The Kings Of Summer
“The Kings of Summer” stars Nick Robinson and Gabriel Basso as teens so fed up with their home life that they run away to a tree house in the woods. One boy is lonely and tired of living with his depressed widower father. The other is so detached from his parents that he feels he’s living with aliens. Their solution is a handmade house in the wilderness and a summer of independence, even if it means running away from home.
If you’re expecting a big summer blockbuster with familiar stars, this is NOT your film. The biggest names you’ll find here are Megan Mullally and Nick Offerman. (You know, Ron Swanson.) They are both awesome, as you’d expect. In fact everyone in this film delivers a great performance, which keeps it from getting too bogged down by its own Indie sensibility.

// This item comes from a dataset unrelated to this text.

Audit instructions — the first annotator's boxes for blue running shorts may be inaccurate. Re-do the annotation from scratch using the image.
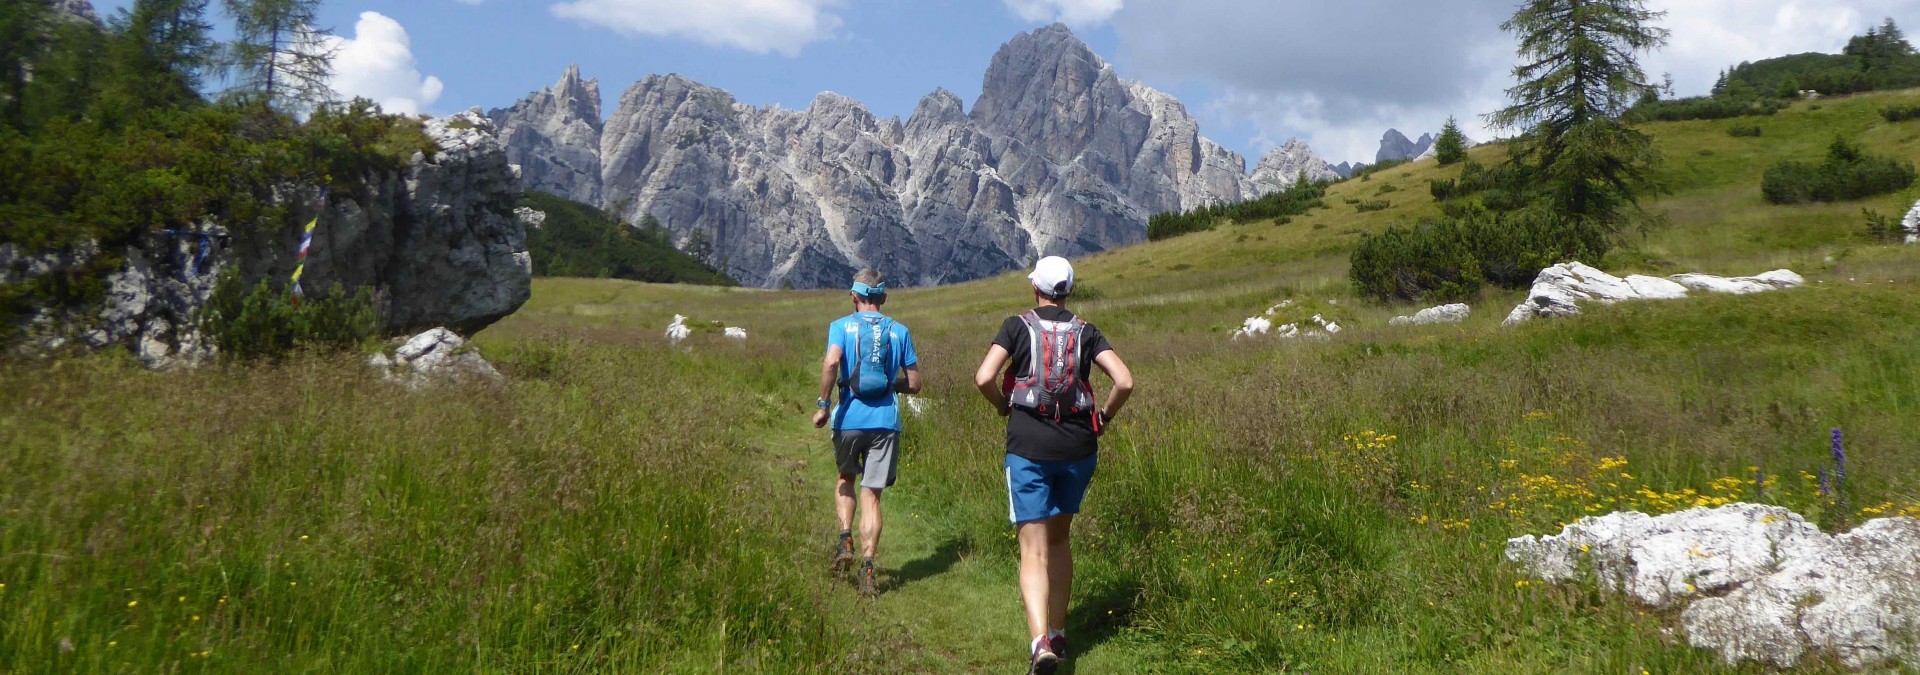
[1004,453,1098,524]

“The Kings of Summer” can be laugh-out-loud funny one minute and then get caught up in slow motion artsy-fartsy camera angles the next. It’s like “Napoleon Dynamite” meets “Ferris Bueller,” but if John Hughes’ art-school cousin did the camera work. “The Kings of Summer” also starts to unravel midway through, when you realize the boys, as well as the audience, have had all the fun they can have. Once you get beyond that though, you’ll discover a pleasing story about a Father and son finding each other again.
I adored “The Kings of Summer,” and I’m giving it a B+. Amid all that teen angst you’ll find the feeling of freedom and promise every kid feels at the end of the school year. And like its main characters, “The Kings of Summer” might be unruly and wild, but at its core it’s truly sweet.